Yes, the first interpretation is accurate, and the second is not.

Again, expert systems or anything like expert systems have not been a topic of conversation. And SAP and Siebel are programmed functionality. How is running MRP recording an accounts receivable transaction or displaying the sales forecast in an expert system?

It isn’t.

But the person who made this entry into Wikipedia appears to have an incentive to try to define “expert system” so broadly as to be meaningless. This goes along with a long-term pattern, not just in AI, to justify failed investments. SAP ECC and Seibel CRM are designed to record the transactions. Their only “decision support,” if it can be called that, can view reports. But is a report an expert system? If so, why don’t visualization vendors like Tableau or Power BI use the term expert system in their marketing collateral?

AI is when the software can respond to changes. It is not when it is explicitly programmed to provide functionality for data input. In the article Why Train Neural Networks When One Can Perform Preset Programming, we cover the distinction between preset programming and machine learning.

If applications like those from SAP, Oracle, or Salesforce (Salesforce, for example, has Einstein, which is some gussied-up AI, but that is not what his article refers to), then the term expert systems does not have any real meaning.

Conclusion

Expert systems appear to be a type of programmed domain expertise. It was a huge step back from the first AI bubble’s claims to lead to a virtually conscious intelligence by the 1980s. 

What is curious is that while the second AI bubble is well known, there is a little discussion that the second AI bubble’s primary artifact appears to have not been AI at all. We have reviewed some comments that perhaps expert systems were subsumed into other systems or competitive advantage within companies. Companies don’t discuss their competitive advantages (try to keep a vendor or consulting firm quiet about their successes with anything within their customers). 

What is curious is we found no commentary that perhaps expert systems were nothing more than marketing fluff. In our research into the first AI bubble, we found many false claims, with expert systems being just another in a long line of false information provided by those who worked in the AI industry — including some of the most prestigious academics like Marvin Minsky.

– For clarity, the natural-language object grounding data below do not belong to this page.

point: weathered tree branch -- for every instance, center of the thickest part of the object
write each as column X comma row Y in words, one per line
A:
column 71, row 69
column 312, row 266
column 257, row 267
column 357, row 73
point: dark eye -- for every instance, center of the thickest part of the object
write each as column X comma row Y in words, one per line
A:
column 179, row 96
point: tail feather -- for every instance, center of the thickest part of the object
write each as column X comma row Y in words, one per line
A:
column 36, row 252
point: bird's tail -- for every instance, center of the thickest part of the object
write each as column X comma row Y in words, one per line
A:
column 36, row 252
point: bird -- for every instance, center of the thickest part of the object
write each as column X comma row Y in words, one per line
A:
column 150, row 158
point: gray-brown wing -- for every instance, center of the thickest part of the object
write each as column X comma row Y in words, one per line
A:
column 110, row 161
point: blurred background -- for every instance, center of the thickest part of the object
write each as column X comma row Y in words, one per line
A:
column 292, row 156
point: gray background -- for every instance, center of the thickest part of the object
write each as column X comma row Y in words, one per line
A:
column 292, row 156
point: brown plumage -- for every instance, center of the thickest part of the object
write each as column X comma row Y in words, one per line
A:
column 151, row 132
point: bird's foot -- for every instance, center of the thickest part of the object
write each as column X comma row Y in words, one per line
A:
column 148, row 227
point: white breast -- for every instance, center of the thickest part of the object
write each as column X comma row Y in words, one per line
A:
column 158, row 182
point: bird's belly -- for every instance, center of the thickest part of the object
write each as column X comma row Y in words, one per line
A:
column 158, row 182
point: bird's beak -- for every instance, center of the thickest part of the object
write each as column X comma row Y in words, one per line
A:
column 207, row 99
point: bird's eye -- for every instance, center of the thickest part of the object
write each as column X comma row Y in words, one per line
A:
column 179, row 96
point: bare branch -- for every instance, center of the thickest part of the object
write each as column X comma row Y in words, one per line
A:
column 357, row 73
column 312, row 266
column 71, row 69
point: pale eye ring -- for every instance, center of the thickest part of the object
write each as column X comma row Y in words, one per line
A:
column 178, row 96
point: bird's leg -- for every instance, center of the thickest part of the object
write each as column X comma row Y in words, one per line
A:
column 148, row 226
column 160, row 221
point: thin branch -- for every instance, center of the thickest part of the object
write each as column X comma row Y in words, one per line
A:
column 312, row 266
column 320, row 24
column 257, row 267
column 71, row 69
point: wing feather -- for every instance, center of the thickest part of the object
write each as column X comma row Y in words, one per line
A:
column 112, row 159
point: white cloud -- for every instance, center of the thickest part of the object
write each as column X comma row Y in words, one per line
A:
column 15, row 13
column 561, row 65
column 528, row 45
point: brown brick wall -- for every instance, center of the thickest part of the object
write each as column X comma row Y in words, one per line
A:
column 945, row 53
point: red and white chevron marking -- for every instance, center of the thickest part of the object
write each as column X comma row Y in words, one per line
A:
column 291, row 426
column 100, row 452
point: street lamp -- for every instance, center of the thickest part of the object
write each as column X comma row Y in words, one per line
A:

Now, when we turn our attention to the second AI bubble, we again find vaporware and, as with the first AI bubble, a general disinterest in discussing what happened to the promises made by these systems. In nearly all the coverage of expert systems, it is mentioned by those that cover the topic that expert systems were the second phase of AI, but almost no coverage that the claims made by proponents of expert systems were not true. The 2nd AI bubble popped because what was promised by expert systems was very far from what was promised. Ever since the origin of AI in the 1950s, there appears to be a constant orientation to cover up AI’s false claims.

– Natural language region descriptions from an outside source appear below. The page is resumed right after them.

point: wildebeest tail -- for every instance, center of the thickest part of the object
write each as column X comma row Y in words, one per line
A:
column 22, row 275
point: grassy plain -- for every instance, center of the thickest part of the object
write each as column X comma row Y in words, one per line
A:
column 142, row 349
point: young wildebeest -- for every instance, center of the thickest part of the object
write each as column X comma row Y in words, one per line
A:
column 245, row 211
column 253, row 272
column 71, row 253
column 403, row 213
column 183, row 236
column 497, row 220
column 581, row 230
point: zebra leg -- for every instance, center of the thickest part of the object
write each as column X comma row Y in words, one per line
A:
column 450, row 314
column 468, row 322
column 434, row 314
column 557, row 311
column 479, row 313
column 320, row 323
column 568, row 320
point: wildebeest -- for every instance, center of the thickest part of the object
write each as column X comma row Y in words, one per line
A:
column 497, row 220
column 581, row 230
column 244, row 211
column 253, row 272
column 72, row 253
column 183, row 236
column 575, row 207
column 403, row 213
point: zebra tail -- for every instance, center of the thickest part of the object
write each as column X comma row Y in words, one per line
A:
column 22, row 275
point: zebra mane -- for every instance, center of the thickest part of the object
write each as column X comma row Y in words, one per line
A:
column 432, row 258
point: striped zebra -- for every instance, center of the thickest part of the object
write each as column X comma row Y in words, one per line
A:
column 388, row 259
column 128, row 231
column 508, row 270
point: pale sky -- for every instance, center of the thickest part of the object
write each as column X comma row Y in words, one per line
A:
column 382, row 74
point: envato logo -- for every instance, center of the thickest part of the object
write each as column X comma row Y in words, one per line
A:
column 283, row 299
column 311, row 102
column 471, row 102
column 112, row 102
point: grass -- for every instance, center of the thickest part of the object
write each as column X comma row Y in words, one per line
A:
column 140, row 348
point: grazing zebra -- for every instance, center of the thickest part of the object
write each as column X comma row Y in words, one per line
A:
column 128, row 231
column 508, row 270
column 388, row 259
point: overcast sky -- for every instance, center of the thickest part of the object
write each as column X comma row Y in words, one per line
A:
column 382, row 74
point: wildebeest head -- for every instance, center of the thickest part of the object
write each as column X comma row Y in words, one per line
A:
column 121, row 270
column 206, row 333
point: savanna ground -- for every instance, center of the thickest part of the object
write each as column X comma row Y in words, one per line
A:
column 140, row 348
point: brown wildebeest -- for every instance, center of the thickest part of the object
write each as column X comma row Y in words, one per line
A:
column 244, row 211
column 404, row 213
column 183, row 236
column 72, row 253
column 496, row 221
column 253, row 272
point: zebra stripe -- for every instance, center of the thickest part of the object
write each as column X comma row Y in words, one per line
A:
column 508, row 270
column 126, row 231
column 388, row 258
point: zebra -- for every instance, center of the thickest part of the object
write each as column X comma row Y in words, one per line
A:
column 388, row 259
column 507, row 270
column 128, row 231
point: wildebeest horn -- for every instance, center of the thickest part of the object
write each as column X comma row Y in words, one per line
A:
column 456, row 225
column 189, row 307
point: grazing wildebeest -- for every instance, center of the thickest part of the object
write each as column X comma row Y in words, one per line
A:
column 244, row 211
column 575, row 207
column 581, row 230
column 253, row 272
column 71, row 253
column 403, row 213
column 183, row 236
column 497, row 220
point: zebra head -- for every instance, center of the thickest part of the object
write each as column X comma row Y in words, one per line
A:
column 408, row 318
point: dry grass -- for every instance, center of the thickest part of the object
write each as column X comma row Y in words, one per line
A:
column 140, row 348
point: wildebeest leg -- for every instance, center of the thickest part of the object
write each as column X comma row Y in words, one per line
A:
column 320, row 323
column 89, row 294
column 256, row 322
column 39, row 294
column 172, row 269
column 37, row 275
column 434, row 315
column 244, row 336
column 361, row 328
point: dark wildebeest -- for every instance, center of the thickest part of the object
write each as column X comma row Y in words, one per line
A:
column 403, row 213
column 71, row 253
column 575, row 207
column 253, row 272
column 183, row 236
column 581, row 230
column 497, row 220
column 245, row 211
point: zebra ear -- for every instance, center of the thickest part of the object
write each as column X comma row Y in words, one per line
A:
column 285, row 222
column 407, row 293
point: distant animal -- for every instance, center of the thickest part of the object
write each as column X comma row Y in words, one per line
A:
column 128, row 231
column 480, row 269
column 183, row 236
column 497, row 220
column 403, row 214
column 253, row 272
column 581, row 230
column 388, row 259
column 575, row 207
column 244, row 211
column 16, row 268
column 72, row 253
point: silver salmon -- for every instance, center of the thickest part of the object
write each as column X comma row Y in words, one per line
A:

The major problem is that journalists working for significant establishment media don’t know anything about AI/ML and tend to gullibly repeat whatever they are told by the AI expert they are pointed to. These AI experts tend to have significant financial biases in favor of AI. Note how McDonald’s received positive coverage by claiming they were adding AI to their menus by acquiring an AI company. As we cover in the article, How Awful Was the Coverage of the McDonald’s AI Acquisition?

We are already predicting a pop to the third AI bubble based on neural networks, triggered first by IBM’s win at Jeopardy!

When this third bubble pops, will there be as little interest in researching the claims made by those who helped promote the bubble? Will there be a fourth AI bubble, where, just as with the 2nd and 3rd AI bubbles, the history of false claims of the previous bubbles is swept under the carpet? History says yes. As we cover in the article Why Couldn’t Gorbachev Figure Out The Strategic Defense Initiative or Star Wars, even outside of IT, there is a long-term pattern of not accurately critiquing failure.